Shrubs make excellent landscaping plants and there are many fruit bearing varieties that are easy to tend to, look great in the yard and raise no suspicions as to a source of food. Berry bushes are good examples of heavy bearing shrubs. They can provide gallons of sweet fruit every growing season. Like other fruit, berries can be preserved as jams, jellies, fruit pie filling and fruit leather or dehydrated.


To plant your berry bushes, spade the soil to loosen and mix generously with sand. Dig a hole in the prepared soil to accommodate the root ball. Place the bush into the hole and bury up to where the canes begin to extend through the surface. Water well before and after planting.


Berries that grow on canes, like blackberries, raspberries and boysenberries tend to spread out and need regular pruning every autumn, especially if grown in rows. They can quickly overgrow an area, and because of their thorns, can make picking their fruit difficult. They are worth every scratch; however; and yearly autumn pruning will cure this problem.


You will also need to control pests on your berries. Again MVP does the job where I live. You may also walk through your patch and pick off pests by hand, but this issue's column is devoted to the lazy gardener.


Other berries which are more bushy and do not develop on canes look very ornamental and may be perceived as such should you wish to hide your food source. Currents can be grown as a hedge or to stand in clumps in the lawn for a classic aristocratic look. Their bright red berries are often passed over, perceived as non-edible by those who do not recognize them.
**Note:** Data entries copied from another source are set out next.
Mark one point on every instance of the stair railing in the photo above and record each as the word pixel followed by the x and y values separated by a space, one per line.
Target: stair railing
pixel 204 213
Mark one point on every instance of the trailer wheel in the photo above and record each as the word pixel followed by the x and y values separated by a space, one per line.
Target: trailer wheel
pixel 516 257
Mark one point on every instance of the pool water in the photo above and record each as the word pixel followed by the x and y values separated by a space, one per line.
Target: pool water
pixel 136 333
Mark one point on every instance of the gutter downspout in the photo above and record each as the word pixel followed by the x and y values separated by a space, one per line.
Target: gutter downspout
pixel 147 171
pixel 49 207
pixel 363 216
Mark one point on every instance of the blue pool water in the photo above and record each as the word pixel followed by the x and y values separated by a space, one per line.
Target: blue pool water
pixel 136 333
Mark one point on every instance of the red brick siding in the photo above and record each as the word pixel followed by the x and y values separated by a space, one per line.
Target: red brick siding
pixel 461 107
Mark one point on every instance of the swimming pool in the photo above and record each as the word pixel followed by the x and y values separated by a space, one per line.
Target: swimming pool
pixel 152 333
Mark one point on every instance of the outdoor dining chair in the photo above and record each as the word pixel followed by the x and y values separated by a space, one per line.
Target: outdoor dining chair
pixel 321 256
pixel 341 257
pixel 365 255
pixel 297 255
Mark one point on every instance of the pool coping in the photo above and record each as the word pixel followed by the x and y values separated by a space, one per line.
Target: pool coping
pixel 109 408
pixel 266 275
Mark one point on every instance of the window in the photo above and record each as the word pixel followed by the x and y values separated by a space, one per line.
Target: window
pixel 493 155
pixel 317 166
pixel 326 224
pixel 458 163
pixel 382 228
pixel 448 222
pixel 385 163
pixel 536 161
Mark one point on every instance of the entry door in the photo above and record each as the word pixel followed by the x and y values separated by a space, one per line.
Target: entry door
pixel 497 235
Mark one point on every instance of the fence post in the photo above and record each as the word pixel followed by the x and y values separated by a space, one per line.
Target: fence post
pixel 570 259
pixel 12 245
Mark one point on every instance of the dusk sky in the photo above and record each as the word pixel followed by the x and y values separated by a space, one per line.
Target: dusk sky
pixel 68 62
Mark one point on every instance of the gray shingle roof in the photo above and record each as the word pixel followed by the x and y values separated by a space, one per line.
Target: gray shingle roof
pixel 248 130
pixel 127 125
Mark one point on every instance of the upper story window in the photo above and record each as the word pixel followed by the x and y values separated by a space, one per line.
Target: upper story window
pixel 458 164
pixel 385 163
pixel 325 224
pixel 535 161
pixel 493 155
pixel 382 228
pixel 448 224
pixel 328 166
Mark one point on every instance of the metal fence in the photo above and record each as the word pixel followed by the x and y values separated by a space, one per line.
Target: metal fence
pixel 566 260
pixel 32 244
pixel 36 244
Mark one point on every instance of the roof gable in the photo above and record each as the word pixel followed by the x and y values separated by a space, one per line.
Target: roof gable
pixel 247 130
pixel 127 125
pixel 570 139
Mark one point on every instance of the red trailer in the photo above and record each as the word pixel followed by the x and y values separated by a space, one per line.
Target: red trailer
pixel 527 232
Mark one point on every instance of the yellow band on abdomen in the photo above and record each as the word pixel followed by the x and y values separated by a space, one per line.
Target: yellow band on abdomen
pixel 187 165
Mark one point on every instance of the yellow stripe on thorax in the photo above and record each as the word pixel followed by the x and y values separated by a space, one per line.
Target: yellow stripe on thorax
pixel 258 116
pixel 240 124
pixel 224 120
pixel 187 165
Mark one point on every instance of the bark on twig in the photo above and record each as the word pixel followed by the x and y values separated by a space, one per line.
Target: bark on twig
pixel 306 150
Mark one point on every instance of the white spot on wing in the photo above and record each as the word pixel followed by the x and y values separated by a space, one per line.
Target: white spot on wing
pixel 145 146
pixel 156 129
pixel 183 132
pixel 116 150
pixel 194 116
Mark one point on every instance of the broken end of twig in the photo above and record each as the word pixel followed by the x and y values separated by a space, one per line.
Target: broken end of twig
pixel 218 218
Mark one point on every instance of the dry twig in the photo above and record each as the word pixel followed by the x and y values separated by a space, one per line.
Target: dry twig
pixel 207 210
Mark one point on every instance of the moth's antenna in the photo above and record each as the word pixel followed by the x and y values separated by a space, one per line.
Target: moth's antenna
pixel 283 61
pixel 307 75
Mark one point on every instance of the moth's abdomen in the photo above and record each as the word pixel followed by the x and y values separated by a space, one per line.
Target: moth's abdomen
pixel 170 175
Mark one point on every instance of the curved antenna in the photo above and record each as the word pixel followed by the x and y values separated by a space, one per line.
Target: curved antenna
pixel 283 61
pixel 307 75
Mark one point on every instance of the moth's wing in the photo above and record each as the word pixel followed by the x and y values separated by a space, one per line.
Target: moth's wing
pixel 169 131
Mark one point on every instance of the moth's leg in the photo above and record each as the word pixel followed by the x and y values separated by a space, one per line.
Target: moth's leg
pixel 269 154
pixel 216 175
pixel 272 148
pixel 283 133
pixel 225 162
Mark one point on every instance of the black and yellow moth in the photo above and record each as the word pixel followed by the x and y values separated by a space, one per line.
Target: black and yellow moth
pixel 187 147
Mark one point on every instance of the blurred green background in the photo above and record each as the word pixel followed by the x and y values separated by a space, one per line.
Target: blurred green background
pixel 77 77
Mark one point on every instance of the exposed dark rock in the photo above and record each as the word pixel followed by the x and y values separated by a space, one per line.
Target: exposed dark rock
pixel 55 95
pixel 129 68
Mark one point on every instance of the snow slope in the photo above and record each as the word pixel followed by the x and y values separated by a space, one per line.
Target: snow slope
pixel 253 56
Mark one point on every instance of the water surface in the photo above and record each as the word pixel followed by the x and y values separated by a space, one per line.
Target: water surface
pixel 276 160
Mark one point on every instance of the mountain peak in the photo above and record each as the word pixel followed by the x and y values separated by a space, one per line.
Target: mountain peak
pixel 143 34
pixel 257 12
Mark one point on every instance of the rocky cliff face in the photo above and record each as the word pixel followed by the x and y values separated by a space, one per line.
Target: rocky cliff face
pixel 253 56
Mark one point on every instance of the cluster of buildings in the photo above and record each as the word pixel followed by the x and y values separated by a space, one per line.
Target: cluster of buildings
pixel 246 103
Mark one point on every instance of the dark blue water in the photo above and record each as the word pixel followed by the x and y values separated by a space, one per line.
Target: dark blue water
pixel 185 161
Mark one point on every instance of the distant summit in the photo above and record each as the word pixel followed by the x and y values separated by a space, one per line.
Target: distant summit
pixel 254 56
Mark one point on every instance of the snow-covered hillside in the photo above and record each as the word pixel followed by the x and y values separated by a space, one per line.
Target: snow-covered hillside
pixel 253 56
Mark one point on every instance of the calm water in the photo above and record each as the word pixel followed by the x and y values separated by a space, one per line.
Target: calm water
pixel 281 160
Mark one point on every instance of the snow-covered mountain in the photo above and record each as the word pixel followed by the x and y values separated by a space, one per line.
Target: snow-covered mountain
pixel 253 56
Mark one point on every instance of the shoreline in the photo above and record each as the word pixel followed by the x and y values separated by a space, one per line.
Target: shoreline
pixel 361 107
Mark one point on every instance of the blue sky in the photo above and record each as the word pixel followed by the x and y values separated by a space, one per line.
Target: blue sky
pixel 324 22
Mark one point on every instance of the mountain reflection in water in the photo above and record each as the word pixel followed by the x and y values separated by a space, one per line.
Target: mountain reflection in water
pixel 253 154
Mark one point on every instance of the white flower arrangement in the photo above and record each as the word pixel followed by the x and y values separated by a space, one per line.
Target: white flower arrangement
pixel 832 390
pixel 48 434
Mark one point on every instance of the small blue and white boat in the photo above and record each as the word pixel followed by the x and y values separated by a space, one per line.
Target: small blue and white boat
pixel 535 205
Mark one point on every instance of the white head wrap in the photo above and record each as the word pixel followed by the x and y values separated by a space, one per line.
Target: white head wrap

Quince has been an ornamental shrub in most every home town in America, but rarely used as the great source of food and pectin it is. Mashing quince fruit and placing it in a jar with other fruit will provide enough pectin to make jam and jelly preserves.


If you are one of the many Americans today who has yearly procrastinated at beginning your gardening skills, start with some of the above plants and increase their number yearly. You will gain gardening skill and knowledge yearly. One fine day you may catch the gardening bug and decide to put in that vegetable patch to supplement all of the fine produce you are collecting from your orchards, berry patches or perennials.